As if to prove a point, a few hours later energy group npower, owned by the German utility RWE, announced it was raising its electricity prices by 13.4% and gas by 15%. The company, Britain's biggest electricity supplier with six million customers, blamed high wholesale prices. It is the second rise it has imposed on customers this year.
Elsewhere among the leaders, AstraZeneca gained another 41p to close at £28.79 despite talk of an offer from rival drugs group Novartis of Switzerland dying down. Kingfisher was off 3.75p to 231p amid continued worries about trading at its B&Q DIY chain and reports that it has been trying to sub-let space in some of its stores and pull out of others. Its busiest time of the year, Easter, is just weeks away and there are little signs of any improvement in market conditions.
Burberry, down 15p to 453.5p, was weak as analysts at Merrill Lynch warned the price may have run too far ahead of the arrival of its new chief executive, Angela Ahrendts, who is replacing Rose Marie Bravo in May.

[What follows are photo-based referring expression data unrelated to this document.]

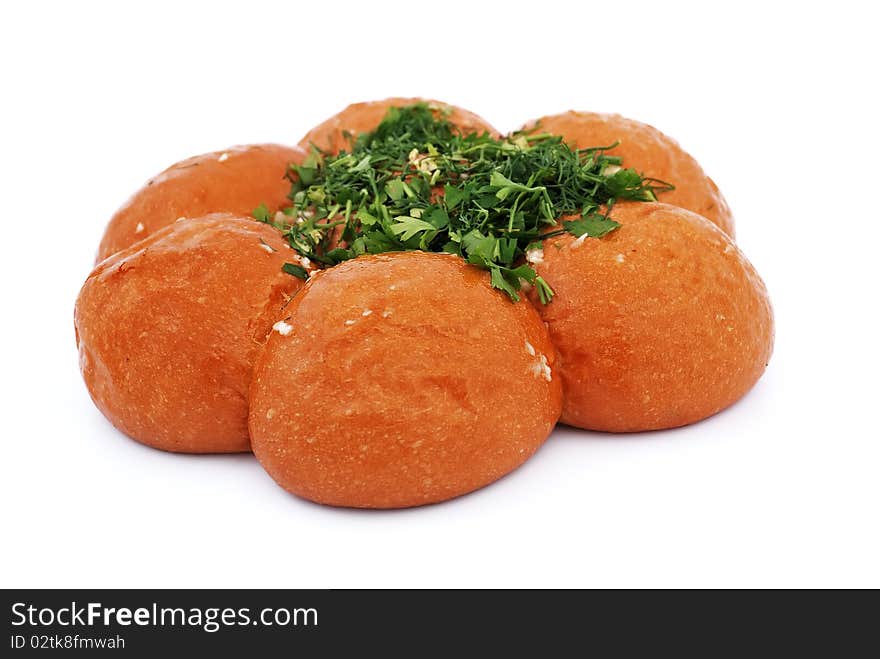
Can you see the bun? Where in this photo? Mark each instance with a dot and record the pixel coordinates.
(401, 379)
(168, 330)
(661, 323)
(235, 181)
(647, 150)
(363, 117)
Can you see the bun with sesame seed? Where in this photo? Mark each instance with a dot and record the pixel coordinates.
(401, 379)
(647, 150)
(335, 134)
(235, 180)
(168, 329)
(660, 323)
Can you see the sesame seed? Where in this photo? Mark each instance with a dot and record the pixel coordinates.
(283, 328)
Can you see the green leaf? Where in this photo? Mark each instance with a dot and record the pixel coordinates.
(593, 225)
(262, 213)
(500, 281)
(454, 196)
(407, 227)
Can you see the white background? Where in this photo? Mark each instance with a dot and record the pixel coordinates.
(776, 101)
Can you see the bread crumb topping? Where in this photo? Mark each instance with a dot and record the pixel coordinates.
(283, 328)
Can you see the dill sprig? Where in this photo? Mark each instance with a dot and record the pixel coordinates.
(415, 183)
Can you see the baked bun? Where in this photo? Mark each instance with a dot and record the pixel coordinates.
(357, 118)
(401, 379)
(661, 323)
(235, 180)
(649, 151)
(168, 330)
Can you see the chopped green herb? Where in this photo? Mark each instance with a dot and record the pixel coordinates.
(414, 183)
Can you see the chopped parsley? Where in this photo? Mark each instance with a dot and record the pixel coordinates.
(414, 183)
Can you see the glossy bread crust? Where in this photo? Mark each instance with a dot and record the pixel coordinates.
(363, 117)
(659, 324)
(169, 328)
(399, 380)
(649, 151)
(235, 180)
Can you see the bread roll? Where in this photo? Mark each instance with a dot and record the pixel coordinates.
(235, 180)
(661, 323)
(357, 118)
(649, 151)
(168, 330)
(401, 379)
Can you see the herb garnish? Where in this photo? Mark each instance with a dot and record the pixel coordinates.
(414, 183)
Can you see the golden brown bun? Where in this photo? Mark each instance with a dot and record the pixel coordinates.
(235, 180)
(363, 117)
(661, 323)
(399, 380)
(168, 330)
(649, 151)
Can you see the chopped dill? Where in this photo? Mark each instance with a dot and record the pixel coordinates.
(415, 183)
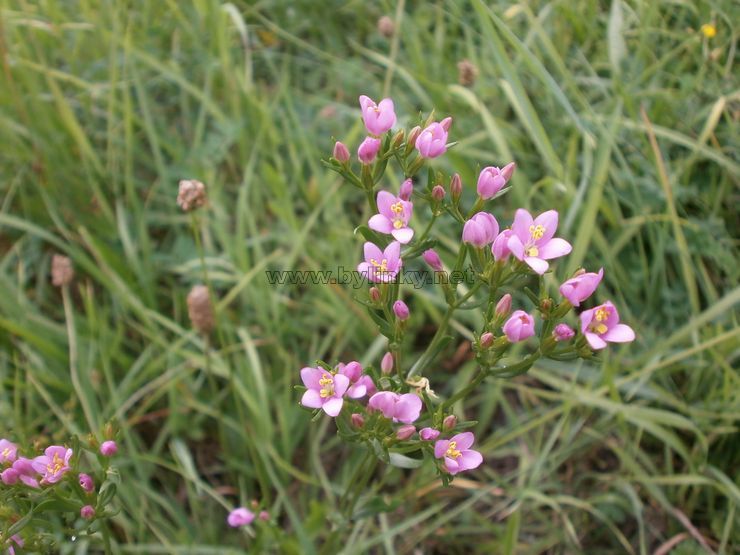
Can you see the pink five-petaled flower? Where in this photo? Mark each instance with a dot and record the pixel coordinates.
(480, 230)
(378, 118)
(492, 179)
(53, 463)
(581, 287)
(457, 453)
(601, 325)
(532, 240)
(519, 327)
(393, 217)
(381, 266)
(432, 141)
(360, 384)
(403, 408)
(368, 150)
(325, 390)
(8, 451)
(240, 516)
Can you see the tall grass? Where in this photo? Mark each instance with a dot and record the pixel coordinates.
(622, 115)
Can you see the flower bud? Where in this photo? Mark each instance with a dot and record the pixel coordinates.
(503, 307)
(368, 150)
(563, 332)
(62, 272)
(486, 340)
(357, 420)
(386, 364)
(191, 194)
(449, 422)
(200, 309)
(108, 448)
(401, 310)
(86, 482)
(341, 153)
(456, 187)
(405, 432)
(407, 187)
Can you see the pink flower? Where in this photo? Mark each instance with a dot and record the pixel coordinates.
(325, 390)
(86, 482)
(401, 310)
(457, 453)
(492, 179)
(407, 187)
(378, 118)
(360, 383)
(432, 141)
(431, 257)
(368, 150)
(240, 517)
(601, 325)
(53, 464)
(480, 230)
(381, 266)
(581, 287)
(108, 448)
(403, 408)
(500, 248)
(563, 332)
(22, 470)
(8, 451)
(519, 326)
(393, 217)
(532, 240)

But Merrill Lynch is keeping its target at 490p.
Lloyd's insurer Amlin, which covers risks from super-yachts to spacecraft, turned in a better-than-expected 51% profits jump, as investment gains offset its sizeable bill for the US hurricanes. Panmure Gordon's insurance analyst Robin Savage was impressed, describing the results as "extremely good." He is maintaining his forecasts. Shares rose 10p to 280.5p.
BMW sold another block of shares in jet engine-maker Rolls-Royce, which closed up 7p at 447p, having earlier seen double-digit gains. The German company sold 8.5m shares, or 0.48% of its stake. Since February it has cut its holding from more than 9% to 2.7%.
Among the smaller caps, entertainment group IP Live stood out with a 4.5p gain to 64.5p as it said the huge success of Billy Elliot, The Musical will see its profits for the year to end March "significantly exceed" market expectations. IP Live made a £500,000 investment in the stage show last June and, once its investment is recouped from net receipts, it takes a share in the musical's profits.
Ringprop, on the other hand, was thrashed for its warning on Thursday, crashing 19p to 31.5p. The marine technology and propellers company warned it does not expect to make any meaningful sales this year and, in an effort to cut overheads, has put its finance director on part-time working. It is also cutting the notice period of its non-executive directors to just 30 days.
BAA ascent path
On Thursday, the airports operator BAA suffered its worst day since the 9/11 terrorist attacks, tumbling 55.5p on fears that the Spanish stalker Ferrovial had lost interest. Yesterday, the shares bounced back 39p to 803p as the market convinced itself that the bid is back on. According to the Spanish website Elconfidencial, Ferrovial has secured £10bn of financing for an offer and may be in a position to go to the BAA board next week, four weeks after making its interest known. The financing syndicate is being led by Royal Bank of Scotland, according to the web report, along with Citigroup, which is advising the Spanish construction company. While a firm offer is unlikely until due diligence can be carried out, shareholders should sit tight and await further action.